Molecular characterization and acute phase expression of the multiple Mus caroli alpha 1-acid glycoprotein (AGP) genes. Differences in glucocorticoid stimulation and regulatory elements between the rat and mouse AGP genes.

Abstract

In this study, we have analyzed alpha 1-acid glycoprotein (AGP) production in the wild mouse strain Mus caroli to assess whether the stimulation of AGP by inflammatory mediators has been conserved during rodent evolution and to determine what DNA elements manifested the hormonal induction in mouse AGP gene sequences. To this end, we isolated the M. caroli AGP genes and characterized their expression. Southern blot hybridization of M. caroli genomic DNA revealed the existence of approximately eight genes per haploid genome, and eight distinct genes were identified from a M. caroli lambda genomic DNA library.
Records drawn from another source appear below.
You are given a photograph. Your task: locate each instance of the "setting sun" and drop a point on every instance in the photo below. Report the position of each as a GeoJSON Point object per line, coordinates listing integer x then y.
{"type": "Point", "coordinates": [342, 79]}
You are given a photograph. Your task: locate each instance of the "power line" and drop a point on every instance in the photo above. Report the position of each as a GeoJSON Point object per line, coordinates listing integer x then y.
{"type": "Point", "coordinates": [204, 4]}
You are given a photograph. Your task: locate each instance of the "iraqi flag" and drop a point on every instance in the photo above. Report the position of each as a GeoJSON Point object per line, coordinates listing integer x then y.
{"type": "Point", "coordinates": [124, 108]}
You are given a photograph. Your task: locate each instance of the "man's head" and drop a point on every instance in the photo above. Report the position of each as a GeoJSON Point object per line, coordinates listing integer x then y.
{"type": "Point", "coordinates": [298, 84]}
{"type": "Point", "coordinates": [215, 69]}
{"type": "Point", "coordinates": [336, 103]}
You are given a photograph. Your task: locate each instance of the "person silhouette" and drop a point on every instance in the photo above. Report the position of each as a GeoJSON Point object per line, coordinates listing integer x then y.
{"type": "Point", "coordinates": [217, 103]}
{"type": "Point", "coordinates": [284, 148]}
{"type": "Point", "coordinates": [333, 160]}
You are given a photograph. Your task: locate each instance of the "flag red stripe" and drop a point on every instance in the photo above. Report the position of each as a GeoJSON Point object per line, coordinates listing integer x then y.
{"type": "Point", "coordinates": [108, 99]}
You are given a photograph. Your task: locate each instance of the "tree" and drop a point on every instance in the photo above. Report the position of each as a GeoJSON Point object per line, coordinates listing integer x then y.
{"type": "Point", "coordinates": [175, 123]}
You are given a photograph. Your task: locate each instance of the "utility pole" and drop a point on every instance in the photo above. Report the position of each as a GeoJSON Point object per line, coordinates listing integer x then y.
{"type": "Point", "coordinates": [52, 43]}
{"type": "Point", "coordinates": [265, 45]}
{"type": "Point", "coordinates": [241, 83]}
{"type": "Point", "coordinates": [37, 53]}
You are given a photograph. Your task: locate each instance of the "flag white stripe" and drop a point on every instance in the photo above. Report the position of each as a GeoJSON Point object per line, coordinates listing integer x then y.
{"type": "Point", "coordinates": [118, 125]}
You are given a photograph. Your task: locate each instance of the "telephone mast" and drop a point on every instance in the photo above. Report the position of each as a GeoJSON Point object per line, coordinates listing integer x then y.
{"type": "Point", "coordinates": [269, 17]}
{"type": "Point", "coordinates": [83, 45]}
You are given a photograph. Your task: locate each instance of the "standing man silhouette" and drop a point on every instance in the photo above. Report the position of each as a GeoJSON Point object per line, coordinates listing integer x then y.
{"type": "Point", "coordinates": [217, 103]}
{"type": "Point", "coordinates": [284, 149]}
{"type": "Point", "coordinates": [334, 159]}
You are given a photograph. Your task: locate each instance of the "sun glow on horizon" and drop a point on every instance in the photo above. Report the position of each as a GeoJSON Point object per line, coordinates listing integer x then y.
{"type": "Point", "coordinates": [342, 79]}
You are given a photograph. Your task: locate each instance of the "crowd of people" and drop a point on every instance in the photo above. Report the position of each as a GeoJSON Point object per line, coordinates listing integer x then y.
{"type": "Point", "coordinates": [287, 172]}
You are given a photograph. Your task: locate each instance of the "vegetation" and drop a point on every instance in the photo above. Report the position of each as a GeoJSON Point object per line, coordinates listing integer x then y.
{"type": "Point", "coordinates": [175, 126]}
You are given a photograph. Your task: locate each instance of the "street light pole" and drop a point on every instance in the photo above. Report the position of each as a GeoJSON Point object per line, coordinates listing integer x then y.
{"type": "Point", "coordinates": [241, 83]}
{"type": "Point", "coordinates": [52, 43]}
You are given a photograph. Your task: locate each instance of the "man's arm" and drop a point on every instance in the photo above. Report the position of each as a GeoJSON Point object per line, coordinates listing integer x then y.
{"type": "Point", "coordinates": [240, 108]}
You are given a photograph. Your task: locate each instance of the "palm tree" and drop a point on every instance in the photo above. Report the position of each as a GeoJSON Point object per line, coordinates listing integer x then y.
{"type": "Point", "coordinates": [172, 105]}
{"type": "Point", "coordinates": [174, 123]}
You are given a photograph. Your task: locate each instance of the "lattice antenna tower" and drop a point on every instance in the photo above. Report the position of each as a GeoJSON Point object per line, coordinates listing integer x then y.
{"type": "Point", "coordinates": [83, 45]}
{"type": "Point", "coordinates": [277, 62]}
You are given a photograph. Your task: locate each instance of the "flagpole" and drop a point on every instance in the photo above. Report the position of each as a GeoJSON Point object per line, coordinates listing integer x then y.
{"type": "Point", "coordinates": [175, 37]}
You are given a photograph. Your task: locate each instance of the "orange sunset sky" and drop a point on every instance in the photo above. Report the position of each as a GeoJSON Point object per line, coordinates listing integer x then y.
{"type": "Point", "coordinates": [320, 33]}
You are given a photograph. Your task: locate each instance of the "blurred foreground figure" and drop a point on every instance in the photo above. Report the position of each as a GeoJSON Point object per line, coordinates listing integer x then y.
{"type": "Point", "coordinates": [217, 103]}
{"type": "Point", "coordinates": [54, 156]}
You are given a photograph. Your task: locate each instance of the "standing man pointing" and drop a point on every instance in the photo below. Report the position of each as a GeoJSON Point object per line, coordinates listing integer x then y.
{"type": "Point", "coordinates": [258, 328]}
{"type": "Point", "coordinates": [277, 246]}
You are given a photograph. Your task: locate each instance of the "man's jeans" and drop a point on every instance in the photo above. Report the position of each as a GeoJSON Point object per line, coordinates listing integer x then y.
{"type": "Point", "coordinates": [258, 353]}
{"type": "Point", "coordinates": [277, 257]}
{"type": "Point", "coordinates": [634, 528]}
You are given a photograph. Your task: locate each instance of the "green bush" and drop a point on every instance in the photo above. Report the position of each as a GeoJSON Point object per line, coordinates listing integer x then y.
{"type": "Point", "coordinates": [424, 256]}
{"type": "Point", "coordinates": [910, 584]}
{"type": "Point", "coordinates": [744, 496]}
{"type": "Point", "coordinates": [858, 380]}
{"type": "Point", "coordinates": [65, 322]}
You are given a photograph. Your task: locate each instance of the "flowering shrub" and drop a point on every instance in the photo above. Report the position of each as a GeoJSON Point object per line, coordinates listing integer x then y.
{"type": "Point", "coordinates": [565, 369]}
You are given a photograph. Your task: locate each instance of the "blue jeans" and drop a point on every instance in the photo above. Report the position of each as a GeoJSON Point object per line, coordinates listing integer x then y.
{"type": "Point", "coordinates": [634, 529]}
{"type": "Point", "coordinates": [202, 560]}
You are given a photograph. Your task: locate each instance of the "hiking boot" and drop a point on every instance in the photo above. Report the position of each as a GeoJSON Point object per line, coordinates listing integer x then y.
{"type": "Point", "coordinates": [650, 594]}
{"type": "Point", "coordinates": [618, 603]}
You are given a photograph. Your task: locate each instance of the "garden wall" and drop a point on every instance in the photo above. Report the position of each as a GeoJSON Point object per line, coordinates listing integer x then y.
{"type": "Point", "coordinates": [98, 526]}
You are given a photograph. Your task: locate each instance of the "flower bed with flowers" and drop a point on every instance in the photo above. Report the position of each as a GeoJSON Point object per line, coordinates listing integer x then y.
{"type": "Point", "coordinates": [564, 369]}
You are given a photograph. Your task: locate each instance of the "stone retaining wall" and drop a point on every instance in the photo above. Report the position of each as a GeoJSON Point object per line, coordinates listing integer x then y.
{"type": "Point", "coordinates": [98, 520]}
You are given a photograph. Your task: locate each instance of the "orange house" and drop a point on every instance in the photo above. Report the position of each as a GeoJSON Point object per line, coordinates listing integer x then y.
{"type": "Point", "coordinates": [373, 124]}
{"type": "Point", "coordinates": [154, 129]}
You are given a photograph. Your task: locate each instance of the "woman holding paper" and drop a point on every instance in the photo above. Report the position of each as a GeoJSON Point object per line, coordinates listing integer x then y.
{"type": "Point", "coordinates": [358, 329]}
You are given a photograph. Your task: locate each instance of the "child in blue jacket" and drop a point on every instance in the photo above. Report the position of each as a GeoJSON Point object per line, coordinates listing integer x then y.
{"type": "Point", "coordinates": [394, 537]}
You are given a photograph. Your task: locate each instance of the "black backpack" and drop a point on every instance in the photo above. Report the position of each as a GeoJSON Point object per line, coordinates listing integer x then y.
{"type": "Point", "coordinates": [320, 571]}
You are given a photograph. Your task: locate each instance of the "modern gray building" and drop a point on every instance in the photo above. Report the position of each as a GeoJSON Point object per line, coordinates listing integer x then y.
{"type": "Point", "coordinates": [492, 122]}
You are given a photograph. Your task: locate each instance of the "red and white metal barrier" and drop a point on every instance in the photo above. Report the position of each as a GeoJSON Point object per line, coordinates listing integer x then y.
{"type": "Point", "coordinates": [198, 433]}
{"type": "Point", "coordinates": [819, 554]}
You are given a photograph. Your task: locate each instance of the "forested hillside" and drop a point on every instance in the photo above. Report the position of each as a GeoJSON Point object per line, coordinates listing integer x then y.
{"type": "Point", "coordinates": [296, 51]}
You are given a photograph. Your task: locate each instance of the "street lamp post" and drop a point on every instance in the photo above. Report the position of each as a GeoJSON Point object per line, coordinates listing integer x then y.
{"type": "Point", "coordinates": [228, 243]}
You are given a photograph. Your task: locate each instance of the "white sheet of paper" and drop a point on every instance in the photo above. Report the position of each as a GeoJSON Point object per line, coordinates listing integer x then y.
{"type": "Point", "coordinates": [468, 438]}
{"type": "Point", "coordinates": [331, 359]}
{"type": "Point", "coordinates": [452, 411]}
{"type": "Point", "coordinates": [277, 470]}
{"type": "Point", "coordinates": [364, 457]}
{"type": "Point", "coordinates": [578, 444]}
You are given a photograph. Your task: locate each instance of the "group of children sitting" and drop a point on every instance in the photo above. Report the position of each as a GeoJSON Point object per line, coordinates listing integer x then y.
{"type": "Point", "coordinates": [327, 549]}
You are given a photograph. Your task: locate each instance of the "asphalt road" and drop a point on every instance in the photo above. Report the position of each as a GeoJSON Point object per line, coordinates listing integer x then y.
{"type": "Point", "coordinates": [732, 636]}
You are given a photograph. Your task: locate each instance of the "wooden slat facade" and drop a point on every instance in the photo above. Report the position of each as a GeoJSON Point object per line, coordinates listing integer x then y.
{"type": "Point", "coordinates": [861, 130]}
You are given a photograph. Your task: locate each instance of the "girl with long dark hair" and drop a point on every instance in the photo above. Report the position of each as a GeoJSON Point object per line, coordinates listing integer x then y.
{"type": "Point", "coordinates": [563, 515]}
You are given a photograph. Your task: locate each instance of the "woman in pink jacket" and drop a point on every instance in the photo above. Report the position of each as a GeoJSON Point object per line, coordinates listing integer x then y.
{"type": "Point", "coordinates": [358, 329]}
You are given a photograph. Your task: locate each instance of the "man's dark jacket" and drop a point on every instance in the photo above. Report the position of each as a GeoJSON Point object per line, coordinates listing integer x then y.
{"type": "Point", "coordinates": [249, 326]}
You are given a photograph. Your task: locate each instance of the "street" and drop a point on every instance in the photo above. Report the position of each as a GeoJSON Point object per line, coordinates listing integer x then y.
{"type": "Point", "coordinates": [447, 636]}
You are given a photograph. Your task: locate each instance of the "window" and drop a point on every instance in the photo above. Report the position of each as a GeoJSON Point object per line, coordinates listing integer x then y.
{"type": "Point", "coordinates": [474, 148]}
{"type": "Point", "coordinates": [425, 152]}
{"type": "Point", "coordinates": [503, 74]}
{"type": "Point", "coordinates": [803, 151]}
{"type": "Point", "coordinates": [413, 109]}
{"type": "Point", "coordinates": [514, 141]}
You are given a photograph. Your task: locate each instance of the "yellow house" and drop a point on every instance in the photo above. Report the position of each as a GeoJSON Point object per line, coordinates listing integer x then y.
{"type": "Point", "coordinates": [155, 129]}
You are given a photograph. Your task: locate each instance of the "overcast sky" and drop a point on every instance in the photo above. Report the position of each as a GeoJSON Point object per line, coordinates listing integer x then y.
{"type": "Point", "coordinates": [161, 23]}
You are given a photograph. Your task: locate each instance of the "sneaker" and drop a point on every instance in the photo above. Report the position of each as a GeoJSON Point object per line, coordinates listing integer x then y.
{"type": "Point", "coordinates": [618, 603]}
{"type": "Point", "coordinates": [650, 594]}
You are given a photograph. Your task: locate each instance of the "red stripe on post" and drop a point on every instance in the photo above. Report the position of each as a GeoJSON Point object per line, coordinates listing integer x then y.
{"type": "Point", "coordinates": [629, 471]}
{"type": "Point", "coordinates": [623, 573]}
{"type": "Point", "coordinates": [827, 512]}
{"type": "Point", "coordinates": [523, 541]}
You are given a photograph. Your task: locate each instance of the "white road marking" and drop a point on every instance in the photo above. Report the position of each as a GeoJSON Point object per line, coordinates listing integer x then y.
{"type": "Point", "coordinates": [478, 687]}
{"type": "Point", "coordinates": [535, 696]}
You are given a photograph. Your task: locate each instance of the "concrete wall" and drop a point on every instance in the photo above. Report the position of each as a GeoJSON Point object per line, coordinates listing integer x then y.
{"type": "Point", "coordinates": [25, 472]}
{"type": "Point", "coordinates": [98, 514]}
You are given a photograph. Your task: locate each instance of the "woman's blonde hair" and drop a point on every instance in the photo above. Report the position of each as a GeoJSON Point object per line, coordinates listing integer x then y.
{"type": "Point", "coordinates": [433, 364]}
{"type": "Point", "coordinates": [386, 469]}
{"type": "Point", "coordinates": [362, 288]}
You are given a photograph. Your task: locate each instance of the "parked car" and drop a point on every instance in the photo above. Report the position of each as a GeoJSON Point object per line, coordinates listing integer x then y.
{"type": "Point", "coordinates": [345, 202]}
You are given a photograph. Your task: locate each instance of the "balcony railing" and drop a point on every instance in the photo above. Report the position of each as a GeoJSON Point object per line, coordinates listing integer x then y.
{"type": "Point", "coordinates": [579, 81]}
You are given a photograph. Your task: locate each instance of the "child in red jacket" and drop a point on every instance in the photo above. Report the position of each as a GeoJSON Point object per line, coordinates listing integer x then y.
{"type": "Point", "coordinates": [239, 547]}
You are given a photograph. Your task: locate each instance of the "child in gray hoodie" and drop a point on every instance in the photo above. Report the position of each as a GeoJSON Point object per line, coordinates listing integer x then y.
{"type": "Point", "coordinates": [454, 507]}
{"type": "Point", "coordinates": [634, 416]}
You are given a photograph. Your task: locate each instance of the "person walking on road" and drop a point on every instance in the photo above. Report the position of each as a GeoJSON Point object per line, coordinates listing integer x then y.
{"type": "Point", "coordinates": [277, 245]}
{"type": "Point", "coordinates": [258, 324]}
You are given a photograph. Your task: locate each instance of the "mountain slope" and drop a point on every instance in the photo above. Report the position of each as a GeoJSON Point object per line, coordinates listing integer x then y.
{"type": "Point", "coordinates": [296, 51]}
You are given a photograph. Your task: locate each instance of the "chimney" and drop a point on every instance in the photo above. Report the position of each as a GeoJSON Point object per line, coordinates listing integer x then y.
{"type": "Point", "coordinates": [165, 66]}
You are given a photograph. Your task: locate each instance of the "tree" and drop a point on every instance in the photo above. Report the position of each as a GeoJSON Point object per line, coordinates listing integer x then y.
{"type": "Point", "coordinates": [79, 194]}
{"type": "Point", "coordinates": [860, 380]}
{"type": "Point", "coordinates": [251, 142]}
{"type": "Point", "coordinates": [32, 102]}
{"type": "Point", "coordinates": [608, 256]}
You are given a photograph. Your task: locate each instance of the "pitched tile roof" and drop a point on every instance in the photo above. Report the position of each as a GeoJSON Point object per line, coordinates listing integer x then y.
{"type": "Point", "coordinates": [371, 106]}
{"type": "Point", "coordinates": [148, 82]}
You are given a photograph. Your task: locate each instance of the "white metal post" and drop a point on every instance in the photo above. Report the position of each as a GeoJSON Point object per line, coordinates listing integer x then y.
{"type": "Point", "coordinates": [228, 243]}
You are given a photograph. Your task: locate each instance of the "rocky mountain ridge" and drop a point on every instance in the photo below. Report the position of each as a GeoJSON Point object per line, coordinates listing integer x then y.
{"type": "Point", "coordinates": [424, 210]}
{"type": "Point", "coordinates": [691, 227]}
Two actively transcribed and acute phase-regulated genes (AGP genes 1 and 8) were identified by sequence correlation with the two different cDNAs isolated from an acute phase liver cDNA library. Two-dimensional gel analysis of in vitro transcription and translation products from these two cDNAs displayed a pattern of protein precursors identical with that shown by in vitro translation of the endogenous AGP mRNA. A glucocorticoid-responsive element (GRE) in M. caroli AGP gene 8 was localized to a unique sequence distal to the relative position of the rat AGP gene GRE. The mouse region analogous to the rat GRE did not show glucocorticoid-mediated induction of an indicator gene although greater than 90% sequence similarity is maintained. GRE function in this mouse region was improved by introducing a point mutation that restores the rat AGP GRE consensus sequence, although the relative induction obtained was less than the wild-type rat AGP GRE.